Whether or not drug companies really need a liability shield is concealed in their proprietary balance sheets. But there aren't many companies that can make pandemic flu vaccines, and history has shown that they just won't make them unless we provide this shield. In 1976, President Ford ordered mass immunization following the detection of the "swine flu" influenza virus in an Army recruit who died from it. That year, production of the vaccine was delayed several months because the drug industry could not get insurance. Congress finally underwrote the campaign, and the insurance industry turned out to have been right—the vaccine was associated with an unusual paralytic disease called Guillain-Barré syndrome. The federal government had to handle 5,000-plus claims from allegedly vaccine-injured patients and paid out nearly $100 million in compensation.
[...] But Congress' treatment of pandemic flu vaccine makers takes risk-protection to an excessive level.

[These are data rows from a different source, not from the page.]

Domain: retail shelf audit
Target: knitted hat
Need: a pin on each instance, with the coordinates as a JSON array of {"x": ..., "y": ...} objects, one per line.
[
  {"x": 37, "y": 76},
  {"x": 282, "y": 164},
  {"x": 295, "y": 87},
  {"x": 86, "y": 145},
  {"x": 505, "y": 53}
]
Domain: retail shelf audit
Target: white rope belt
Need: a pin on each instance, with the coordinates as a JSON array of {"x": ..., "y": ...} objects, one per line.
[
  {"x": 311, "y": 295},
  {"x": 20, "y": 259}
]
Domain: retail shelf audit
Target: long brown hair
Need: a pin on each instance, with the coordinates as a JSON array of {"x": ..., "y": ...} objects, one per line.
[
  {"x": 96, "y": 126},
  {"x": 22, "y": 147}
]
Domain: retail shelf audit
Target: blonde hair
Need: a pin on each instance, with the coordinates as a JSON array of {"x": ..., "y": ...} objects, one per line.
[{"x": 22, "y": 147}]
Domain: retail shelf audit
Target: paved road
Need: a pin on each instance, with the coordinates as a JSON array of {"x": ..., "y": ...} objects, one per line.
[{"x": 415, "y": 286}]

The bill would make it impossible to sue a vaccine or antiviral drug-maker without proof of "willful misconduct." This will be almost impossible to prove, because the bill stipulates that any claim of injury would be adjudicated not by judges, with their investigatory powers, but by the secretary of the Department of Health and Human Services. The bill protects companies without establishing a fund to pay potential vaccine victims. This is not a reassuring decision, and since vaccination programs rely on public trust, it is a remarkably shortsighted one. Even drug company officials were worried that the measure could further harm their reputation and diminish confidence in vaccines. Apparently, however, House budget hawks were adamant that the bill contain no compensation provision that costs money and thus adds to the federal deficit.
Flu vaccines today are safer than they were in 1976. But it should be the duty of experts on vaccine safety, and not HHS Secretary Mike Leavitt, to decide whether a bad outcome after vaccination was caused by the vaccine. In the battle against dangerous bugs, our troops—which is to say, ourselves—deserve better.